The two gazed at him doubtfully. “Peradventure,” sobbed Miriam, “when thou art asleep the other soldier will do these terrible things.”

The young man laughed, a mirthful laugh. “Lemuel? Nay, he could not. We have but a few men and,” with some little pride, “I have been given charge of this band.”

He glanced at the rapidly declining sun and his next words were more decisive. “See, it is almost sunset. We did not come to take prisoners, but thou wilt understand that I cannot let thee go home to give the alarm, and afterward thou wilt prefer Syria to Israel.”
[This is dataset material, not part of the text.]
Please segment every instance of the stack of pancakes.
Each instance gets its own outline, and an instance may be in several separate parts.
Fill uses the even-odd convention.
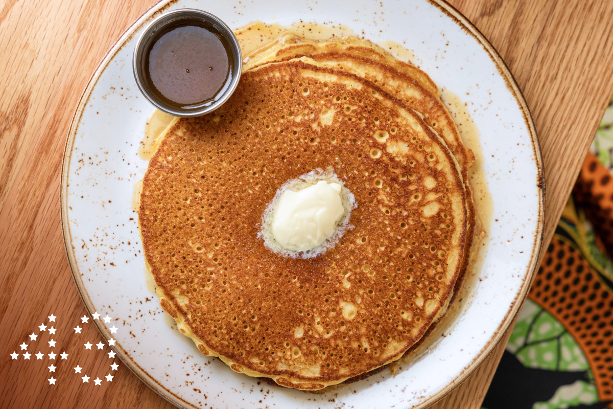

Miriam was distressed anew.

The young captain reasoned gently: “To-night thy household will think thou art with friends somewhere, but they cannot seek thee in the darkness, among the half-wild, scavenger dogs that roam thy villages at night. By dawn they will have other matters to engage their attention. Thou wilt go with me now to our encampment in the gorge by the spring. Come,” to Miriam, “thou shalt have a corner of the prophet’s cave all to thyself to-night with a leopard’s skin for a covering. Thou wilt like that, for it was given me by the best man I ever knew, a shepherd of Israel. And thou,” turning to Nathan, “shalt have the opposite corner, but I have only one leopard skin and that is for the little maid.”

There was something very attractive, very sincere in his address. He seemed to understand their terror, their distrust.

“Be not afraid,” he said, “thou shalt be well treated. If not, it will be because thou dost not treat us well. To-night we encamp. To-morrow we start for Damascus, but thou shalt both have good care all the way. Isaac pledgeth thee his word!”